According to the Department of Veteran Affairs, roughly 1.7 million veterans have been diagnosed with a mental health need. Almost half of those veterans don't utilize any mental health services.

There are a few things employers can do to create a safe space for their veteran employees.

  • Mental Health Resources. Destigmatizing mental health in the workplace is a step in the right direction for promoting better employee health. Providing mental health days or resources such as an Employee Assistance Program is essential for employee wellness. They at least give employees the option to use them if they chose to rather than being provided nothing at all.
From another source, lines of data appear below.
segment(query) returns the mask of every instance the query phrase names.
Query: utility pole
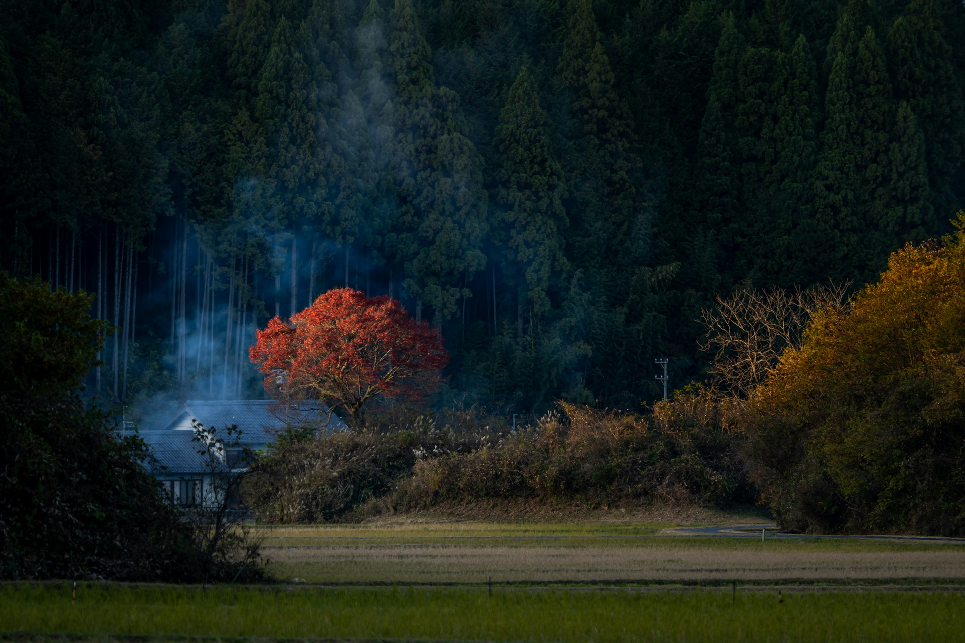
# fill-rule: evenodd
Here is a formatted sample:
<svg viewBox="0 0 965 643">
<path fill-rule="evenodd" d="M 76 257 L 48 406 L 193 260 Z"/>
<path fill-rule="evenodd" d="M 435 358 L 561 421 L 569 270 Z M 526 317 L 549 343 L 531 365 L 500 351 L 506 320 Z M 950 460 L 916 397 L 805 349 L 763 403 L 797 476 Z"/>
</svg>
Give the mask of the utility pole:
<svg viewBox="0 0 965 643">
<path fill-rule="evenodd" d="M 667 364 L 670 363 L 670 360 L 667 358 L 664 358 L 663 360 L 654 360 L 653 363 L 661 364 L 664 367 L 664 374 L 662 376 L 654 375 L 653 379 L 664 383 L 664 399 L 667 399 L 667 382 L 670 380 L 670 376 L 667 375 Z"/>
</svg>

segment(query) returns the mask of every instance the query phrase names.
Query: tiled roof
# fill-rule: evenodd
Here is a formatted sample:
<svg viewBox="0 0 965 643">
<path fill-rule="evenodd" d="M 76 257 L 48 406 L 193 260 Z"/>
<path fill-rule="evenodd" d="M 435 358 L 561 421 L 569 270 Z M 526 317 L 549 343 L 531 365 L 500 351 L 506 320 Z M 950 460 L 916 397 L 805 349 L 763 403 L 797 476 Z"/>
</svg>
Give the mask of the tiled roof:
<svg viewBox="0 0 965 643">
<path fill-rule="evenodd" d="M 347 427 L 328 407 L 313 400 L 278 402 L 275 400 L 188 400 L 160 430 L 190 429 L 196 419 L 206 428 L 213 428 L 224 438 L 226 427 L 241 430 L 240 442 L 261 446 L 274 440 L 287 426 L 317 425 L 327 432 L 346 431 Z"/>
<path fill-rule="evenodd" d="M 155 474 L 209 472 L 208 460 L 198 453 L 201 442 L 192 441 L 193 431 L 141 431 L 140 435 L 157 460 L 151 467 Z"/>
<path fill-rule="evenodd" d="M 273 441 L 287 426 L 313 424 L 327 433 L 348 430 L 338 415 L 329 416 L 327 406 L 315 401 L 188 400 L 159 429 L 140 432 L 157 459 L 156 474 L 209 472 L 207 459 L 198 454 L 201 442 L 192 440 L 192 420 L 213 428 L 214 437 L 226 442 L 234 441 L 225 429 L 236 425 L 241 430 L 237 442 L 255 449 Z"/>
</svg>

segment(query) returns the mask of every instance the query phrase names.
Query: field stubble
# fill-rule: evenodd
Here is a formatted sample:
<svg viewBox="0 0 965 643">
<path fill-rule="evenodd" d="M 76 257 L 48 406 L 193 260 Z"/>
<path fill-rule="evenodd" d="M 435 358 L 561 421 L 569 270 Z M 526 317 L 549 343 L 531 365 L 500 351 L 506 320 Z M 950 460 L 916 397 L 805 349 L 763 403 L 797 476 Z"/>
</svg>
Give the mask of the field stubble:
<svg viewBox="0 0 965 643">
<path fill-rule="evenodd" d="M 286 527 L 264 550 L 278 577 L 328 584 L 965 578 L 965 544 L 656 535 L 668 526 Z"/>
</svg>

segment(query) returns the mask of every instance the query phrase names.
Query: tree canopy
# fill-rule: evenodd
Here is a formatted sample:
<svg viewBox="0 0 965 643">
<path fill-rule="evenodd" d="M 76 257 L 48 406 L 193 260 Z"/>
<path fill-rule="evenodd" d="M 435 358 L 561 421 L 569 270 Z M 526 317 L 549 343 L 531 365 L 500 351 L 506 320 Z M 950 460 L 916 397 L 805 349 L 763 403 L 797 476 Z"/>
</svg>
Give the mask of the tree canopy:
<svg viewBox="0 0 965 643">
<path fill-rule="evenodd" d="M 817 312 L 750 405 L 754 475 L 798 531 L 965 533 L 965 213 Z"/>
<path fill-rule="evenodd" d="M 286 398 L 321 399 L 358 422 L 376 398 L 418 397 L 446 365 L 438 332 L 390 297 L 336 288 L 258 332 L 251 360 L 264 388 Z"/>
<path fill-rule="evenodd" d="M 337 287 L 437 329 L 440 401 L 634 408 L 717 297 L 965 205 L 956 0 L 0 11 L 0 268 L 98 294 L 87 384 L 139 409 L 263 394 L 256 331 Z"/>
</svg>

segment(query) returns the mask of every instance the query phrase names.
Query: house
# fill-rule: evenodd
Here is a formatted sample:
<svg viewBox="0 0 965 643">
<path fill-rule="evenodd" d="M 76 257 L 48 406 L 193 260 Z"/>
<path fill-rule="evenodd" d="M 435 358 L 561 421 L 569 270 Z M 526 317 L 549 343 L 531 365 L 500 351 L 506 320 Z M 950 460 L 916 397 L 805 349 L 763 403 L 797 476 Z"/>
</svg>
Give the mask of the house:
<svg viewBox="0 0 965 643">
<path fill-rule="evenodd" d="M 205 441 L 195 440 L 195 426 L 203 427 L 203 437 L 213 448 L 206 449 Z M 233 426 L 238 433 L 229 431 Z M 305 426 L 325 434 L 348 430 L 315 400 L 188 400 L 160 428 L 140 436 L 151 447 L 156 460 L 152 472 L 171 502 L 204 506 L 219 500 L 219 483 L 228 474 L 247 468 L 246 448 L 262 450 L 285 429 Z M 199 453 L 205 450 L 209 453 Z"/>
</svg>

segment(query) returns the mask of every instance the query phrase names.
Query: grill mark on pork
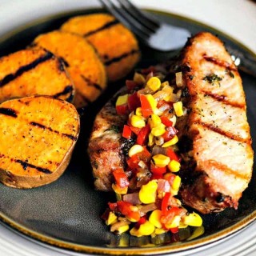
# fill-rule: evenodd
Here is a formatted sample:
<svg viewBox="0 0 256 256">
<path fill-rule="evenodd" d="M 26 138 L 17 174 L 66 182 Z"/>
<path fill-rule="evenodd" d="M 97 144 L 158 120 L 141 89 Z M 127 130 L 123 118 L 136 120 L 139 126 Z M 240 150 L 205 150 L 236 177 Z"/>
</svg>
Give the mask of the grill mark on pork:
<svg viewBox="0 0 256 256">
<path fill-rule="evenodd" d="M 214 63 L 217 66 L 225 67 L 226 70 L 232 70 L 232 71 L 235 71 L 235 72 L 237 71 L 237 69 L 234 66 L 231 66 L 230 64 L 227 62 L 218 59 L 215 57 L 207 56 L 206 54 L 203 54 L 202 57 L 207 62 L 210 62 Z"/>
<path fill-rule="evenodd" d="M 38 123 L 38 122 L 30 122 L 30 124 L 33 126 L 37 126 L 38 128 L 41 128 L 41 129 L 43 129 L 43 130 L 48 130 L 53 133 L 55 133 L 57 134 L 60 134 L 61 136 L 65 136 L 70 139 L 71 139 L 72 141 L 76 141 L 77 140 L 77 138 L 73 136 L 72 134 L 62 134 L 60 133 L 59 131 L 58 130 L 53 130 L 51 127 L 47 127 L 41 123 Z"/>
<path fill-rule="evenodd" d="M 96 34 L 98 32 L 107 30 L 107 29 L 115 26 L 117 24 L 120 24 L 120 22 L 117 19 L 114 19 L 113 21 L 110 21 L 110 22 L 104 24 L 102 26 L 101 26 L 101 27 L 99 27 L 99 28 L 98 28 L 98 29 L 96 29 L 94 30 L 92 30 L 92 31 L 90 31 L 90 32 L 85 34 L 83 36 L 84 37 L 89 37 L 89 36 L 90 36 L 90 35 L 92 35 L 94 34 Z"/>
<path fill-rule="evenodd" d="M 37 59 L 35 59 L 31 63 L 21 66 L 14 74 L 9 74 L 6 75 L 0 81 L 0 87 L 6 86 L 7 83 L 15 80 L 17 78 L 21 76 L 25 72 L 28 72 L 33 69 L 34 69 L 38 65 L 45 62 L 53 58 L 53 54 L 50 52 L 46 52 L 46 54 Z"/>
<path fill-rule="evenodd" d="M 0 114 L 5 114 L 5 115 L 9 115 L 13 118 L 17 118 L 16 110 L 12 110 L 10 108 L 1 107 L 0 108 Z"/>
<path fill-rule="evenodd" d="M 194 122 L 194 123 L 196 125 L 201 125 L 202 126 L 203 126 L 206 129 L 211 130 L 214 131 L 215 133 L 224 135 L 227 138 L 230 138 L 230 139 L 234 139 L 234 140 L 236 140 L 236 141 L 241 142 L 248 142 L 247 139 L 243 139 L 240 136 L 235 135 L 235 134 L 230 133 L 230 132 L 226 132 L 226 131 L 223 130 L 222 129 L 221 129 L 220 127 L 217 127 L 212 124 L 205 123 L 203 122 L 201 122 L 201 120 L 198 120 L 198 121 Z"/>
<path fill-rule="evenodd" d="M 216 100 L 222 102 L 225 104 L 230 105 L 235 107 L 239 107 L 241 109 L 245 109 L 245 105 L 244 104 L 239 104 L 238 102 L 230 102 L 227 99 L 226 96 L 225 95 L 221 95 L 221 94 L 213 94 L 209 91 L 202 91 L 205 96 L 209 96 L 215 98 Z"/>
</svg>

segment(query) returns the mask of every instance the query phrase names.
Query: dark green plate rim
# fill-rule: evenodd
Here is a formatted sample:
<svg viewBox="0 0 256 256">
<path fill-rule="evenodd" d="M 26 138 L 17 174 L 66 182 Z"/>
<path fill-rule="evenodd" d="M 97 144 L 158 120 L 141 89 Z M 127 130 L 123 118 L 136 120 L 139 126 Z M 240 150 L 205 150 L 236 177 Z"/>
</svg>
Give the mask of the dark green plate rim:
<svg viewBox="0 0 256 256">
<path fill-rule="evenodd" d="M 95 9 L 94 9 L 95 10 Z M 98 9 L 100 10 L 101 9 Z M 154 12 L 160 15 L 166 15 L 172 16 L 173 18 L 179 20 L 183 20 L 190 23 L 194 23 L 198 25 L 205 29 L 210 29 L 216 33 L 216 34 L 219 34 L 228 38 L 230 41 L 234 42 L 234 44 L 239 46 L 239 47 L 242 48 L 245 51 L 248 52 L 250 54 L 256 58 L 256 54 L 251 51 L 248 47 L 244 46 L 240 42 L 235 40 L 232 37 L 226 35 L 225 33 L 214 29 L 210 26 L 205 25 L 200 22 L 195 21 L 192 18 L 186 18 L 182 15 L 178 15 L 174 13 L 170 12 L 164 12 L 161 10 L 155 10 L 150 9 L 145 9 L 150 12 Z M 77 11 L 79 11 L 78 10 Z M 75 12 L 76 10 L 72 10 L 72 12 Z M 57 15 L 48 15 L 42 18 L 39 18 L 35 22 L 27 22 L 24 26 L 21 26 L 16 30 L 13 30 L 12 31 L 5 34 L 1 37 L 0 43 L 4 42 L 6 38 L 10 38 L 11 35 L 18 33 L 19 31 L 23 30 L 25 28 L 29 27 L 33 24 L 33 26 L 36 24 L 40 24 L 44 21 L 50 20 L 53 17 L 58 18 L 65 15 L 65 13 L 59 13 Z M 97 247 L 97 246 L 90 246 L 85 245 L 79 245 L 73 242 L 68 242 L 62 241 L 58 238 L 53 238 L 47 235 L 42 235 L 42 234 L 28 229 L 26 226 L 20 225 L 19 223 L 16 222 L 15 220 L 13 220 L 8 218 L 6 214 L 2 212 L 0 212 L 0 220 L 3 226 L 6 226 L 7 228 L 10 229 L 11 230 L 17 232 L 20 235 L 28 238 L 29 240 L 38 242 L 40 245 L 49 246 L 52 250 L 57 250 L 62 251 L 62 250 L 65 250 L 65 253 L 70 251 L 76 251 L 76 252 L 83 252 L 90 254 L 106 254 L 106 255 L 138 255 L 138 254 L 173 254 L 182 252 L 184 250 L 193 250 L 197 247 L 202 247 L 203 246 L 209 245 L 210 243 L 216 242 L 218 241 L 224 241 L 225 238 L 230 238 L 231 235 L 234 234 L 234 233 L 238 233 L 238 231 L 242 230 L 245 227 L 248 226 L 256 219 L 256 210 L 253 211 L 251 214 L 248 214 L 246 217 L 242 218 L 242 220 L 238 221 L 235 224 L 230 226 L 230 227 L 225 228 L 221 231 L 214 233 L 214 234 L 210 234 L 206 238 L 202 238 L 200 240 L 197 239 L 194 241 L 186 242 L 186 243 L 179 242 L 176 244 L 170 244 L 170 246 L 154 246 L 154 247 L 140 247 L 140 248 L 122 248 L 122 247 L 116 247 L 116 248 L 108 248 L 108 247 Z"/>
</svg>

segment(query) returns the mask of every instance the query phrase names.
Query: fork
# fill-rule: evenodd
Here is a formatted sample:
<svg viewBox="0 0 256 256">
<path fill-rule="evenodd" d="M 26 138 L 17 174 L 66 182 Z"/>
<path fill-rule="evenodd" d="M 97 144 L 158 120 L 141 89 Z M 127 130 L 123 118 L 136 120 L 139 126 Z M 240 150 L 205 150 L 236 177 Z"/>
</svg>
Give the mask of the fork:
<svg viewBox="0 0 256 256">
<path fill-rule="evenodd" d="M 129 0 L 99 0 L 105 8 L 130 28 L 137 37 L 152 49 L 168 52 L 184 46 L 191 36 L 186 29 L 160 22 L 138 9 Z M 171 35 L 171 36 L 170 36 Z M 174 38 L 174 40 L 172 40 Z M 234 64 L 242 71 L 256 77 L 256 58 L 226 46 Z"/>
</svg>

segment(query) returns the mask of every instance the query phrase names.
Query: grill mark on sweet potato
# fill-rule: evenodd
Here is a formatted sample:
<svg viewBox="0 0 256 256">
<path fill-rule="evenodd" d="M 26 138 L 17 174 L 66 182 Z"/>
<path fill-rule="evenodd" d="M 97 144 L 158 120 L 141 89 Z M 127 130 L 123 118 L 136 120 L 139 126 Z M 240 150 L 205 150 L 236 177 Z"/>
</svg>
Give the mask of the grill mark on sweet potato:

  • Disability Resources. According to the Bureau of Labor Statistics, 4.9 million veterans had a service-connected disability as of August from an employer's outlook, it’s crucial to provide resources to veterans with disabilities. Regardless of whether or not their disability is related to their military service, they deserve equal support.

  • Employee Resource Groups (ERGs). Employee resource groups aren’t established by organizations. Instead, they are voluntary, employee-led groups that aim to promote a more diverse and inclusive workplace. On an employee level, they can create more visibility for marginalized employees and create connections for those feeling isolated.


ERGs can help identify important issues and significant gaps for executive leadership and coworkers who are not part of the ERGs.

Additionally, allow your employees to take mental health days and create flexible schedules if it’s possible to do so. This will save them the stress of figuring out when they can make time for themselves outside of work hours.

Having veterans on your team is crucial for diversifying your employee population and becoming more inclusive to employees with different backgrounds. At CareerCircle, we’re dedicated to helping our veteran community connect with inclusive employers.